The preparation and characterisation of H1-e palladium films with a regular hexagonal nanostructure formed by electrochemical deposition from lyotropic liquid crystalline phases

Abstract

The hexagonal (H₁) lyotropic liquid crystalline phases of C₁₆EO₈ (octaethyleneglycol monohexadecyl ether) and Brij® 56 non-ionic surfactants have been used to template the electrochemical deposition of nanostructured palladium films. The resulting H₁-e palladium films were characterised by SEM, TEM and X-ray. The films contain regular hexagonal arrays of cylindrical pores separated by palladium walls with a centre to centre distance of 5.8 nm. Electrochemical studies show that these films have very high surface areas of the order of 91 m² g⁻¹. Studies of the hydrogen evolution reaction on these H₁-e palladium films in acid show that the formation of adsorbed hydrogen can be readily distinguished because of the high surface area to volume ratio of the films (of the order of 10⁷ cm² cm⁻³).
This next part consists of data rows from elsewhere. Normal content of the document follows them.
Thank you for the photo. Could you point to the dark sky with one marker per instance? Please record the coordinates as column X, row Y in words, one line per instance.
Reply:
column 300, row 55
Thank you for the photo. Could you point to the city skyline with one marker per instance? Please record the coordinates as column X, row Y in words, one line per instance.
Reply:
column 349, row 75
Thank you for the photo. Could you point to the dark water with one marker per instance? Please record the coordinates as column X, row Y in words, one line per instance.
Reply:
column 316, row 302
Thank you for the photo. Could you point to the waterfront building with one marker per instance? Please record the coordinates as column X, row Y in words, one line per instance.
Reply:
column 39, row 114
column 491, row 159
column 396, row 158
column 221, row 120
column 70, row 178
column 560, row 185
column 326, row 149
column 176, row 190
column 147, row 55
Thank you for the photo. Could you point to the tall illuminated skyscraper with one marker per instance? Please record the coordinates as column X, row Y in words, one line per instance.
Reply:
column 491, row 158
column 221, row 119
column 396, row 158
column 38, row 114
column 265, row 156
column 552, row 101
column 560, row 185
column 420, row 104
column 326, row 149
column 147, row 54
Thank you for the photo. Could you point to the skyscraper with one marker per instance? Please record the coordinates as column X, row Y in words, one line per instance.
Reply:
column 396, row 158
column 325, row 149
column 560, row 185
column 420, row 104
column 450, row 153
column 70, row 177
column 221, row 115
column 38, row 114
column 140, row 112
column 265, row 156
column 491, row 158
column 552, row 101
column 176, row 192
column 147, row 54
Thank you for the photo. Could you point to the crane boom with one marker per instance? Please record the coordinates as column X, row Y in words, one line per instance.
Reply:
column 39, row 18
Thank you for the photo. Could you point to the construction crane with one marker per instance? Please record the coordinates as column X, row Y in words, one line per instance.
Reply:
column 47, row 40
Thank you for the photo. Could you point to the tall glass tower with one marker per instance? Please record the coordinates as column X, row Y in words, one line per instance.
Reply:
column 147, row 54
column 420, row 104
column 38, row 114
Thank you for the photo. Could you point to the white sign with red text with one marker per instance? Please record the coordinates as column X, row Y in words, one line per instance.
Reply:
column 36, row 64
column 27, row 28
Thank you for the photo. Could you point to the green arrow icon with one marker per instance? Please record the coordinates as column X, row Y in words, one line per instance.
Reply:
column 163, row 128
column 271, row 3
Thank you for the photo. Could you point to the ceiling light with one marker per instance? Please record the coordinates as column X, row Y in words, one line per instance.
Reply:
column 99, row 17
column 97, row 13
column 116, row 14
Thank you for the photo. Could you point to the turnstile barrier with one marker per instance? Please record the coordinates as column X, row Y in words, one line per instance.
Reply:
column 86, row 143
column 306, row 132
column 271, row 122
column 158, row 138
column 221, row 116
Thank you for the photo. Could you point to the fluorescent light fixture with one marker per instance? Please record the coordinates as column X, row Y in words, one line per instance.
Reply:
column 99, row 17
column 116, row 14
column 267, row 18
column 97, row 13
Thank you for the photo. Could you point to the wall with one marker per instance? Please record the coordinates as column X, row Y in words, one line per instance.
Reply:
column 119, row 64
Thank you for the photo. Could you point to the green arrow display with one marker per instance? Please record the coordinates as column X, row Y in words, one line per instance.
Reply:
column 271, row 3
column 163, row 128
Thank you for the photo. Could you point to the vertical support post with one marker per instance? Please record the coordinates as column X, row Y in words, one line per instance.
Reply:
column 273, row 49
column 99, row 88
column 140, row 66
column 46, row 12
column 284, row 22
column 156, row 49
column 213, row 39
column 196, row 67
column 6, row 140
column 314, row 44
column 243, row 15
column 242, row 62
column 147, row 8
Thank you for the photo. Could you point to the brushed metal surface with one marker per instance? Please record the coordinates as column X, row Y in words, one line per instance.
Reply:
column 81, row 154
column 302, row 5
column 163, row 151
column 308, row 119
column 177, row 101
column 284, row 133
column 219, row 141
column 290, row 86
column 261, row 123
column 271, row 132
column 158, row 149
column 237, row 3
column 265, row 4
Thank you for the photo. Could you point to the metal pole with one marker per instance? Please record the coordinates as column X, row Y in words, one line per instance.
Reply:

Hydrogen insertion into the palladium films is fast and the formation of both the α and β-hydride phases is observed in the voltammetry at potentials which are similar to those reported for bulk palladium. The electrodes are stable towards repeated cycling to form the β-hydride phase showing that the hydrogen insertion and concomitant lattice expansion does not destroy the H₁ nanostructure.